Peran ghrelin dalam penyakit juga perlu diperhatikan. Misalnya, pada pasien yang menjalani operasi bypass lambung, kadar ghrelin berkurang secara signifikan, yang dapat membantu dalam manajemen berat badan. Sebaliknya, dalam beberapa kondisi yang disebabkan oleh rasa lapar dan kekurusan, seperti anoreksia, kadar ghrelin meningkat, yang mungkin mencerminkan kebutuhan tubuh untuk mengonsumsi makanan. Perubahan ghrelin ini memicu pemikiran yang lebih dalam: Dapatkah perubahan ghrelin dalam kondisi kesehatan yang berbeda menjadi kunci pemahaman kita tentang perilaku makan?
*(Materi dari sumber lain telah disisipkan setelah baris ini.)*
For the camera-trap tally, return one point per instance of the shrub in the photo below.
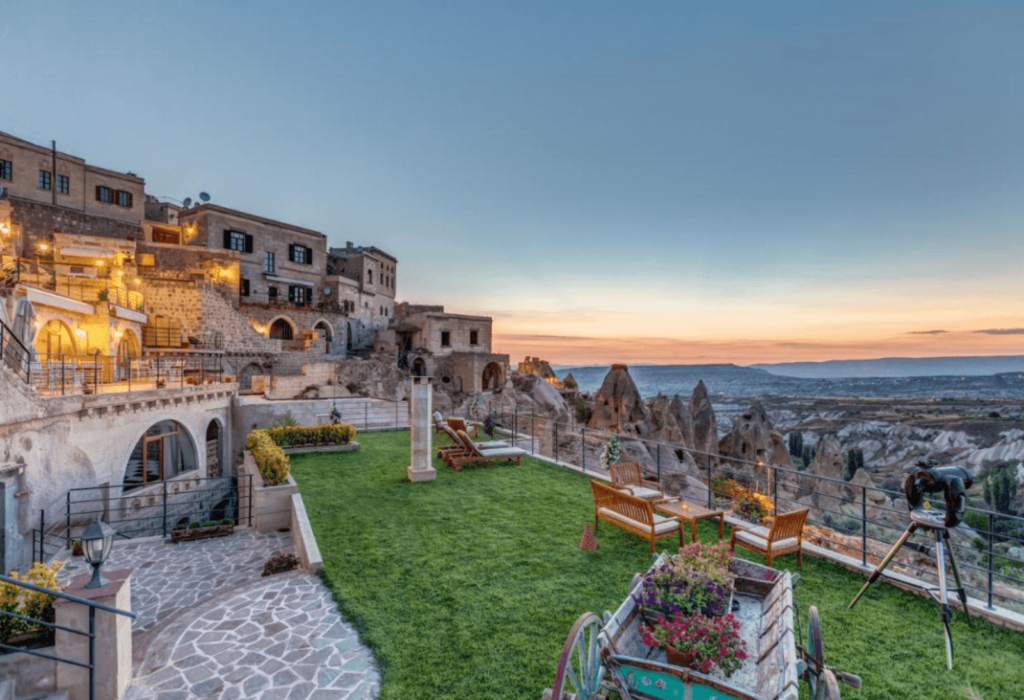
(280, 564)
(330, 434)
(29, 603)
(270, 458)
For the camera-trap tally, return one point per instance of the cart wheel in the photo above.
(816, 652)
(580, 671)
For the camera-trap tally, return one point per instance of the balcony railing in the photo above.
(56, 375)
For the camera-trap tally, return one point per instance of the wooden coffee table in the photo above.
(691, 513)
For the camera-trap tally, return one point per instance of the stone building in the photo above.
(366, 278)
(456, 349)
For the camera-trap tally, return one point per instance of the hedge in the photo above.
(328, 434)
(270, 458)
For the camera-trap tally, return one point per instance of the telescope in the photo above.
(952, 482)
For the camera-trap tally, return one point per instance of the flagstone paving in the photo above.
(210, 626)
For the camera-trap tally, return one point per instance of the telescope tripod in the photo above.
(941, 542)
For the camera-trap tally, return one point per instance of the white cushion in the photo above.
(642, 492)
(762, 542)
(662, 525)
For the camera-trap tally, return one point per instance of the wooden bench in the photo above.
(632, 514)
(628, 477)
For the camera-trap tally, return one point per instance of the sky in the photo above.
(640, 182)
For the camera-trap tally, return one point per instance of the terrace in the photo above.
(467, 586)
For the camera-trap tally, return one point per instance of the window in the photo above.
(300, 296)
(300, 254)
(238, 241)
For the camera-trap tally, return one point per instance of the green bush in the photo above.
(328, 434)
(270, 458)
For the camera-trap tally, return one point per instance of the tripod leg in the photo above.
(961, 591)
(885, 562)
(943, 601)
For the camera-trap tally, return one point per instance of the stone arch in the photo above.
(214, 447)
(325, 325)
(283, 327)
(187, 432)
(494, 376)
(246, 376)
(54, 338)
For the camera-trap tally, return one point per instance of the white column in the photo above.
(421, 467)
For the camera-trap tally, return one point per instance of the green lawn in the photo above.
(466, 586)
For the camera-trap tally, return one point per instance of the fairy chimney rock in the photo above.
(705, 425)
(619, 406)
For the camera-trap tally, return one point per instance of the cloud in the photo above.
(1001, 332)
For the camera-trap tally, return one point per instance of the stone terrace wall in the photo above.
(38, 221)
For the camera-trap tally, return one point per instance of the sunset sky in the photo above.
(642, 182)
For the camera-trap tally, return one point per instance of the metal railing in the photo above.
(92, 606)
(142, 511)
(54, 375)
(14, 354)
(85, 289)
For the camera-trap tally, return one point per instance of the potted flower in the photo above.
(705, 644)
(697, 581)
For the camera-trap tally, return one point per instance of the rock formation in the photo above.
(619, 406)
(753, 439)
(705, 425)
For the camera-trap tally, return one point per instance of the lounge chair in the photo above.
(785, 536)
(628, 478)
(474, 454)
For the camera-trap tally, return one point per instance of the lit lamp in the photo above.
(96, 542)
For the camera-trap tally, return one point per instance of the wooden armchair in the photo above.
(785, 536)
(632, 514)
(628, 478)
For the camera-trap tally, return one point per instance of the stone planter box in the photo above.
(271, 506)
(303, 449)
(202, 533)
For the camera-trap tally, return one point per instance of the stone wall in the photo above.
(38, 222)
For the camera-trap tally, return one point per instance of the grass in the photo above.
(466, 586)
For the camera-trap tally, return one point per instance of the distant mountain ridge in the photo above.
(898, 366)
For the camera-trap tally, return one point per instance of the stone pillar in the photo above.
(420, 421)
(113, 645)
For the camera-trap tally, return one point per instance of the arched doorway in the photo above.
(164, 451)
(281, 330)
(246, 376)
(54, 339)
(214, 434)
(494, 376)
(127, 348)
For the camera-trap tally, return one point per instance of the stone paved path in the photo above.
(210, 626)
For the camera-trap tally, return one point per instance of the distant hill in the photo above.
(898, 366)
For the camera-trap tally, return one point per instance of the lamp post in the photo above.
(96, 541)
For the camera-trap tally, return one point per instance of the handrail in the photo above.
(67, 597)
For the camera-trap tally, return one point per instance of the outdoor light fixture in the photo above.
(96, 542)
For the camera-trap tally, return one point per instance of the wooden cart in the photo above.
(601, 656)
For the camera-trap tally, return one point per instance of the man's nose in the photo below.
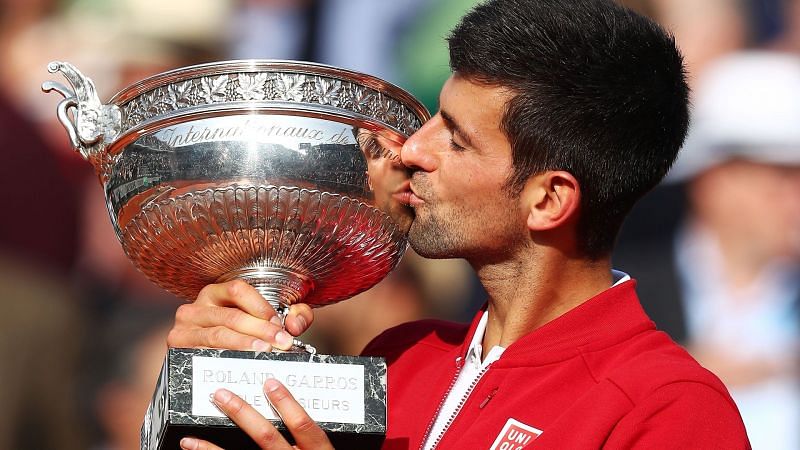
(415, 153)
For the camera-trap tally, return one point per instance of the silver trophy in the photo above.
(283, 174)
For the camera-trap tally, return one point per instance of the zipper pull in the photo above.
(488, 397)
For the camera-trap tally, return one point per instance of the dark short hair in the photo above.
(598, 91)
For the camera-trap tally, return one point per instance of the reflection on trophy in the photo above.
(283, 174)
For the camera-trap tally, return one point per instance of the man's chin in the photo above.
(429, 244)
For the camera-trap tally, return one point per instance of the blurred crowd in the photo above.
(716, 248)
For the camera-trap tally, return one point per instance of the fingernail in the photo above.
(302, 321)
(189, 443)
(261, 346)
(222, 396)
(271, 385)
(284, 339)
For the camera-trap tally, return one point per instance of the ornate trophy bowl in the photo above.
(283, 174)
(249, 169)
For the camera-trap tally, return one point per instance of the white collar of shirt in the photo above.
(475, 350)
(472, 370)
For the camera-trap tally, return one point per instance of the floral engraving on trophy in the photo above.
(290, 87)
(327, 91)
(214, 88)
(251, 87)
(268, 86)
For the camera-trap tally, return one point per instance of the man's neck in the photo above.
(524, 295)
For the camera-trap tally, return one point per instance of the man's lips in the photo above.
(406, 196)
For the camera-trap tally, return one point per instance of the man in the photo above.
(559, 115)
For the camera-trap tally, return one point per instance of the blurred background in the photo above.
(715, 248)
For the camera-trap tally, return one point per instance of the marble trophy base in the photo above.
(345, 395)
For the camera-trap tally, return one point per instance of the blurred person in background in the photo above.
(731, 289)
(126, 369)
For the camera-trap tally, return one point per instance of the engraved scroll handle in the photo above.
(90, 124)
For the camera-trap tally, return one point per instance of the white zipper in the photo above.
(453, 416)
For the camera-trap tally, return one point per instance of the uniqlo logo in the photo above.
(515, 435)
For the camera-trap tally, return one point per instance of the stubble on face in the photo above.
(442, 230)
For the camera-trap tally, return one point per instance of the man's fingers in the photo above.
(190, 443)
(239, 294)
(215, 337)
(299, 319)
(251, 421)
(307, 434)
(195, 316)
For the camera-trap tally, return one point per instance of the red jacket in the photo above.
(600, 376)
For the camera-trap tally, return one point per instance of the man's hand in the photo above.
(235, 316)
(306, 433)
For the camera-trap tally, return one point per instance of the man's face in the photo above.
(460, 161)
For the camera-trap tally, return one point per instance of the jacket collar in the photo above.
(608, 318)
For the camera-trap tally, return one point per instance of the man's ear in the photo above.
(553, 199)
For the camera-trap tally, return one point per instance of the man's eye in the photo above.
(455, 146)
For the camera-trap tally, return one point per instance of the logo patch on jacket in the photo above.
(515, 435)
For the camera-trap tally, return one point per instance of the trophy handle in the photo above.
(90, 124)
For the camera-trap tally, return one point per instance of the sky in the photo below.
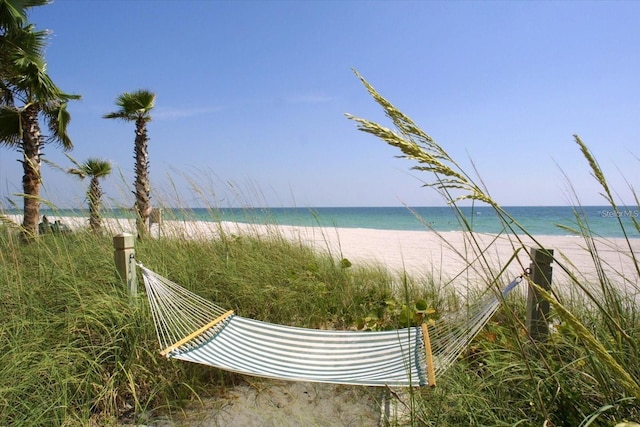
(252, 96)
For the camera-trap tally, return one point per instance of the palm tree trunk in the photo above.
(142, 185)
(31, 178)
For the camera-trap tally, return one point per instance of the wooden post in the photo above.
(124, 257)
(537, 307)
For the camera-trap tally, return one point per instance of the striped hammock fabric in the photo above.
(193, 329)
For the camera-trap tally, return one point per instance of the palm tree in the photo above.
(136, 107)
(96, 169)
(28, 96)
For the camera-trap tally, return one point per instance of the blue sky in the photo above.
(251, 97)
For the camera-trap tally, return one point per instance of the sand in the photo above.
(450, 258)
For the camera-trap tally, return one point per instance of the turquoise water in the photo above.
(547, 220)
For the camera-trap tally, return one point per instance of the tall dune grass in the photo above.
(588, 372)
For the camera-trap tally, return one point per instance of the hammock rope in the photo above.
(194, 329)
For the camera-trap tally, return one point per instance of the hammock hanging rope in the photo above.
(194, 329)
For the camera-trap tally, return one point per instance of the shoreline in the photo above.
(450, 257)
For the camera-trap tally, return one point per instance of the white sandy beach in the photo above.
(449, 257)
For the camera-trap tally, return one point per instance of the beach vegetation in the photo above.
(136, 107)
(95, 169)
(587, 373)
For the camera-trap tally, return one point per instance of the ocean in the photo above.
(538, 220)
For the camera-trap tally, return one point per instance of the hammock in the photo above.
(194, 329)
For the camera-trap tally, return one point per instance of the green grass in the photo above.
(75, 350)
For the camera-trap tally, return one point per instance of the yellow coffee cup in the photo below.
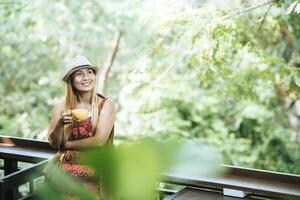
(80, 114)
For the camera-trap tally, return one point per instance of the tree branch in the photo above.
(109, 62)
(246, 10)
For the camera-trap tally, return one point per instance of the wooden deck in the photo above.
(251, 182)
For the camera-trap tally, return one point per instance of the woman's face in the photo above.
(84, 79)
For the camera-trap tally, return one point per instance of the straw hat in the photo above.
(77, 63)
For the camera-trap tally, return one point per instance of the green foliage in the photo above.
(185, 69)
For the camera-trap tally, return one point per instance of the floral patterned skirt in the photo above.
(69, 161)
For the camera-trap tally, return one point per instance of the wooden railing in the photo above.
(14, 150)
(238, 182)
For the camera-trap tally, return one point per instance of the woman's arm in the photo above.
(104, 125)
(56, 129)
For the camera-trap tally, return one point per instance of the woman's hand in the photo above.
(66, 117)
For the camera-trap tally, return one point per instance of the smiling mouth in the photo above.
(86, 84)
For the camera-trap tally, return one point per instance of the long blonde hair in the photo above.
(71, 100)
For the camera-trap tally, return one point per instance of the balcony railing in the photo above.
(238, 182)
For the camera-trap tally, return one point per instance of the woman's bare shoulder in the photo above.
(59, 104)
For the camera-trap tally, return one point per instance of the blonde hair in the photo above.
(71, 99)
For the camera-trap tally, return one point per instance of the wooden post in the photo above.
(109, 62)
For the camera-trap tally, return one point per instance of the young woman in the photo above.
(69, 134)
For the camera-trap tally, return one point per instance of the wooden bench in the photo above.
(252, 182)
(238, 181)
(14, 150)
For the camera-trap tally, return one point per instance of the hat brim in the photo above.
(69, 73)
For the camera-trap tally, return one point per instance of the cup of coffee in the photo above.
(79, 114)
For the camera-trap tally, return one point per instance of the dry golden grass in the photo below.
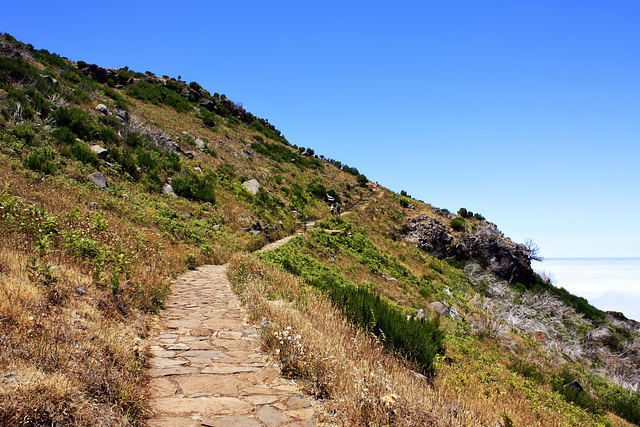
(361, 384)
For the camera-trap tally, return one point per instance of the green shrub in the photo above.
(193, 187)
(64, 135)
(155, 94)
(81, 151)
(121, 101)
(78, 121)
(24, 132)
(576, 396)
(418, 341)
(190, 260)
(41, 161)
(458, 224)
(623, 402)
(527, 370)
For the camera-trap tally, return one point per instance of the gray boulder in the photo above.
(99, 180)
(253, 186)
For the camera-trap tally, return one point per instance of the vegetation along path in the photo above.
(206, 365)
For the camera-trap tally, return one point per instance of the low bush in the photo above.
(81, 151)
(458, 224)
(77, 121)
(575, 395)
(417, 341)
(193, 187)
(155, 94)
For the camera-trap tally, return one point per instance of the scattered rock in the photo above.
(50, 80)
(168, 189)
(430, 235)
(99, 180)
(505, 259)
(101, 152)
(253, 186)
(102, 108)
(440, 308)
(574, 385)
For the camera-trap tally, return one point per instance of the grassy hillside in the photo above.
(84, 270)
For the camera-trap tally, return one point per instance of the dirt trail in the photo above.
(207, 368)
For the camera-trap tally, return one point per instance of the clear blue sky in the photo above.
(527, 112)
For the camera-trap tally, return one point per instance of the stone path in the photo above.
(207, 368)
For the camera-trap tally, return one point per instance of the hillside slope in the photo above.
(112, 182)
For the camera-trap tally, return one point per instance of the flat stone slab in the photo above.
(207, 366)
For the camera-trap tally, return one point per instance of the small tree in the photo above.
(533, 250)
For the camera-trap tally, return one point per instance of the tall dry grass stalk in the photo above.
(360, 383)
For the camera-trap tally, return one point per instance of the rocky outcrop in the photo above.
(101, 152)
(507, 260)
(99, 180)
(102, 75)
(253, 186)
(430, 235)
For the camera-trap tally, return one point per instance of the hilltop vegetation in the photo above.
(395, 313)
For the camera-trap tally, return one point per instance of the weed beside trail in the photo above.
(361, 383)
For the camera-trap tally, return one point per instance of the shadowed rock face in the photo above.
(507, 260)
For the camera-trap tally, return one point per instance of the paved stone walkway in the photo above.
(207, 368)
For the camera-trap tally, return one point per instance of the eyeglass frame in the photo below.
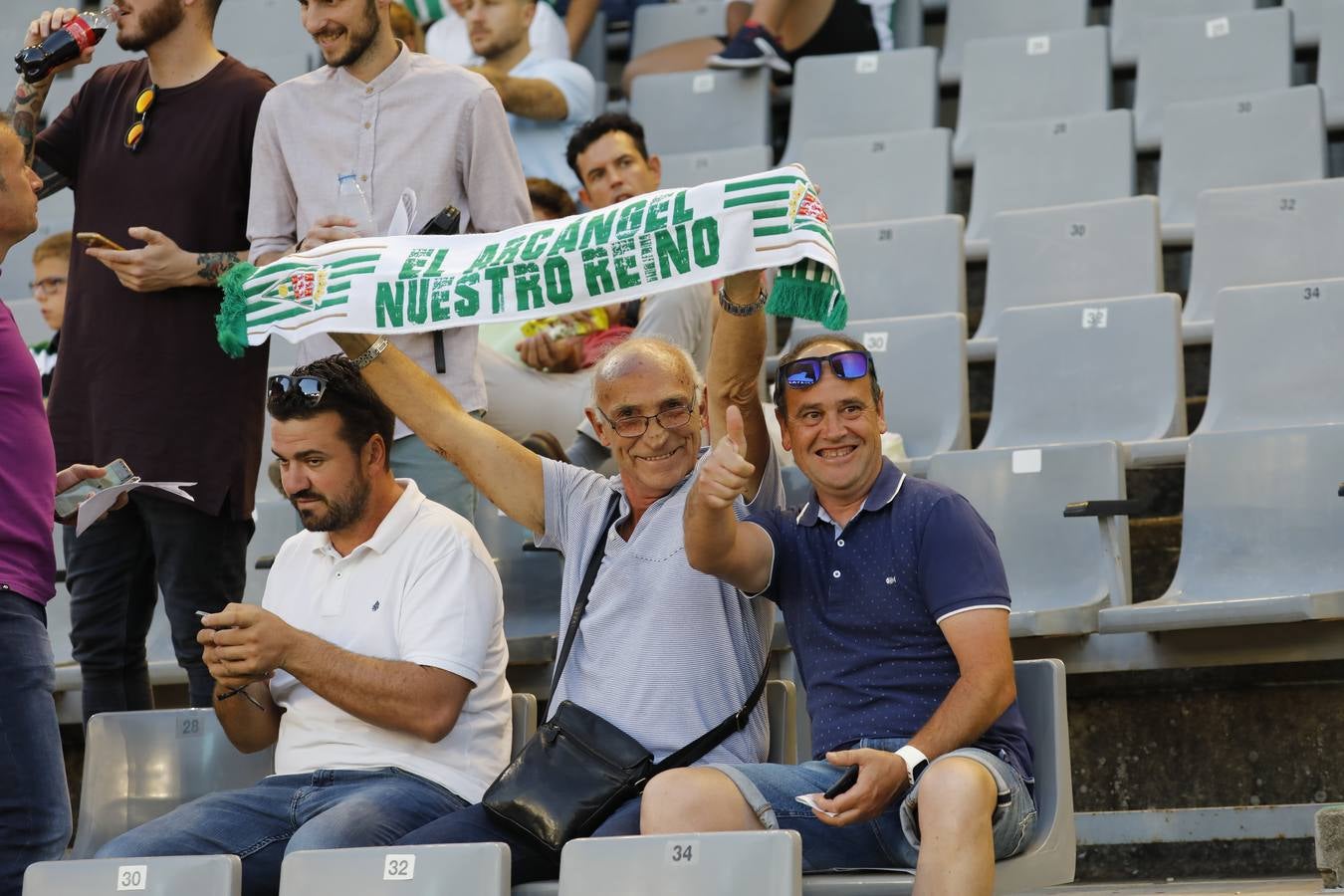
(615, 426)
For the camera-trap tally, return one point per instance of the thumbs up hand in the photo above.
(726, 473)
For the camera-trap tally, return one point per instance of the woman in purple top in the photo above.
(34, 800)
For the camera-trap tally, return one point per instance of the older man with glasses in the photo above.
(375, 662)
(897, 607)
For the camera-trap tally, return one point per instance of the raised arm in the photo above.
(504, 470)
(715, 543)
(737, 352)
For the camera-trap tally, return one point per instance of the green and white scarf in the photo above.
(642, 246)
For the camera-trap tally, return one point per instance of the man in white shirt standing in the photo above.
(375, 662)
(545, 99)
(394, 118)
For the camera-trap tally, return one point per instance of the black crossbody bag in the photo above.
(578, 768)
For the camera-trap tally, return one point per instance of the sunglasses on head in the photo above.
(805, 372)
(144, 103)
(310, 387)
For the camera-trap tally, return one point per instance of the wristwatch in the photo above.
(371, 352)
(916, 762)
(740, 311)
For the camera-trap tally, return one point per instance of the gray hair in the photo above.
(632, 350)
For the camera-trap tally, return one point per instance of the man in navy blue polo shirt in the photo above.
(897, 606)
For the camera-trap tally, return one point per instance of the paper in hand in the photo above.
(101, 501)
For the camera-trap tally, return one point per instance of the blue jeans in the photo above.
(114, 571)
(437, 480)
(34, 799)
(327, 808)
(891, 840)
(475, 825)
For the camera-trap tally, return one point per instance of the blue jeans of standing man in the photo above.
(34, 799)
(327, 808)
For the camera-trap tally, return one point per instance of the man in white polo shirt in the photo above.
(375, 662)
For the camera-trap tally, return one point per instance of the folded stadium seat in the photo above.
(763, 862)
(1306, 20)
(268, 35)
(903, 268)
(1048, 76)
(1236, 141)
(142, 765)
(531, 583)
(1066, 253)
(882, 176)
(694, 168)
(1252, 235)
(1048, 856)
(921, 362)
(1190, 58)
(1037, 164)
(1329, 62)
(699, 111)
(1058, 573)
(657, 24)
(971, 19)
(1128, 19)
(1108, 368)
(883, 93)
(1259, 534)
(160, 876)
(475, 869)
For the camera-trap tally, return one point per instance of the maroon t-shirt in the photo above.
(141, 376)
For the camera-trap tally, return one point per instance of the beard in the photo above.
(360, 39)
(341, 512)
(154, 23)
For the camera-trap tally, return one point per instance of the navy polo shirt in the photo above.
(863, 604)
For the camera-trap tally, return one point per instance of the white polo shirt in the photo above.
(422, 590)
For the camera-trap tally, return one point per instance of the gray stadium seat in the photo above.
(928, 350)
(1036, 164)
(1024, 78)
(1058, 573)
(1329, 65)
(1301, 328)
(1236, 141)
(764, 862)
(160, 876)
(1087, 371)
(657, 24)
(883, 93)
(1066, 253)
(1050, 854)
(695, 168)
(971, 19)
(699, 111)
(141, 765)
(1128, 20)
(882, 176)
(1259, 534)
(903, 268)
(472, 869)
(1202, 58)
(1252, 235)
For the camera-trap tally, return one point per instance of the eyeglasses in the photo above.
(144, 103)
(805, 372)
(634, 425)
(47, 285)
(311, 387)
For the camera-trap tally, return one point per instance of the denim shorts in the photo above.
(891, 840)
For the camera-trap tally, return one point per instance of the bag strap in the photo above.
(710, 739)
(584, 587)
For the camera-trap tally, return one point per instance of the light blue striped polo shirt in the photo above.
(664, 652)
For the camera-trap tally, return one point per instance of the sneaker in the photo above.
(546, 445)
(752, 47)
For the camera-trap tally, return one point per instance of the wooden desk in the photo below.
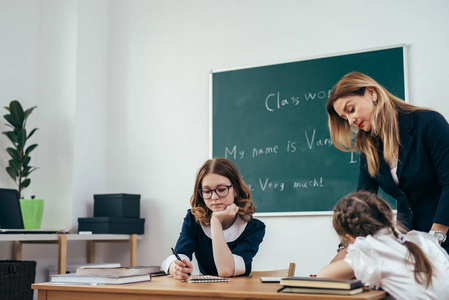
(168, 289)
(61, 240)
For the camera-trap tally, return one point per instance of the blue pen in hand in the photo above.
(177, 256)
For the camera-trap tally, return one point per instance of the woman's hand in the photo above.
(181, 270)
(227, 214)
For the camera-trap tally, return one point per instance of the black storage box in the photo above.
(117, 205)
(16, 278)
(112, 225)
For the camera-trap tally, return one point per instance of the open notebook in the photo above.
(11, 215)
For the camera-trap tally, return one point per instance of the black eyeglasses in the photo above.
(221, 191)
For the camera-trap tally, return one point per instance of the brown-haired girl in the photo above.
(404, 149)
(219, 228)
(407, 266)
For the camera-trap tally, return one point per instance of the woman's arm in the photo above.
(224, 261)
(338, 269)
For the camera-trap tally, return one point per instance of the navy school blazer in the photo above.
(423, 171)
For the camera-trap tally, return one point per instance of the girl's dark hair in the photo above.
(226, 168)
(363, 213)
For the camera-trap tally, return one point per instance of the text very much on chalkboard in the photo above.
(310, 142)
(271, 121)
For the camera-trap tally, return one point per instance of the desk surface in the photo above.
(168, 288)
(70, 237)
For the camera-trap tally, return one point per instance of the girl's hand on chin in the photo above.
(227, 214)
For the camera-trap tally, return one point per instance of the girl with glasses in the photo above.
(219, 227)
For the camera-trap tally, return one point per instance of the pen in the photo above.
(177, 256)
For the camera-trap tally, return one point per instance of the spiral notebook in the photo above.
(207, 278)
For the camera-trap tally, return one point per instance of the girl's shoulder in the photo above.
(256, 223)
(425, 116)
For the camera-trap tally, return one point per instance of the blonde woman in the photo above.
(404, 149)
(219, 228)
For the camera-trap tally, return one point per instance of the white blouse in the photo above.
(379, 261)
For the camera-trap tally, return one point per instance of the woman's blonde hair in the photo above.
(363, 213)
(226, 168)
(384, 120)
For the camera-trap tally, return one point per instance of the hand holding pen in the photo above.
(180, 269)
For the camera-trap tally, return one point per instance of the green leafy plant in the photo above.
(18, 167)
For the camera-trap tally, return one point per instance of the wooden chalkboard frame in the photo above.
(301, 213)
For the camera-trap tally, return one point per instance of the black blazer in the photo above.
(423, 171)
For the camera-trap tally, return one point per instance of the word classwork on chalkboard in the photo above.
(271, 122)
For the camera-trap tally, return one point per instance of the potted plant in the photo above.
(19, 165)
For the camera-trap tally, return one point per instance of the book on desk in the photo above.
(116, 271)
(94, 280)
(315, 285)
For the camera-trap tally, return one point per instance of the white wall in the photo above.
(122, 89)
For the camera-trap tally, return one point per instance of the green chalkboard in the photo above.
(271, 122)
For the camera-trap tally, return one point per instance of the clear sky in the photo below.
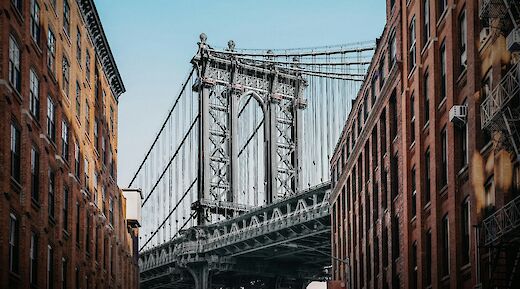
(154, 40)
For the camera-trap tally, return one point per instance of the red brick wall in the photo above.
(348, 241)
(16, 198)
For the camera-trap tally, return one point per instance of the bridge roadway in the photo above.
(285, 244)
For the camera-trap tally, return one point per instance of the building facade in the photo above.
(61, 209)
(419, 185)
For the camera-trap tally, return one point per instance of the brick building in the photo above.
(62, 212)
(414, 171)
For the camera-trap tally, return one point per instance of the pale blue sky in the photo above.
(154, 40)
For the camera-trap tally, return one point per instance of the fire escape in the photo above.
(500, 116)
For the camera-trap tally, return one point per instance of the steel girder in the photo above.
(223, 80)
(256, 237)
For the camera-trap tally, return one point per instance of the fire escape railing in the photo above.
(508, 87)
(502, 222)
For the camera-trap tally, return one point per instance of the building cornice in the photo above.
(102, 48)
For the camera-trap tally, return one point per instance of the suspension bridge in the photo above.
(236, 181)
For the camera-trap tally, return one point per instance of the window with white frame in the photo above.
(14, 64)
(51, 51)
(51, 119)
(35, 21)
(34, 95)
Ghrelin tidak hanya merupakan hormon penting untuk mengatur nafsu makan, tetapi juga pemain kunci dalam metabolisme energi, kualitas tidur, dan kesehatan kardiovaskular. Seiring penelitian ilmiah lebih jauh mengeksplorasi potensi hormon misterius ini, mungkin saja untuk mengembangkan pengobatan penyakit berbasis ghrelin di masa mendatang. Namun, dengan pengetahuan ini, haruskah kita memikirkan kembali hubungan antara kebiasaan makan dan kebutuhan tubuh kita?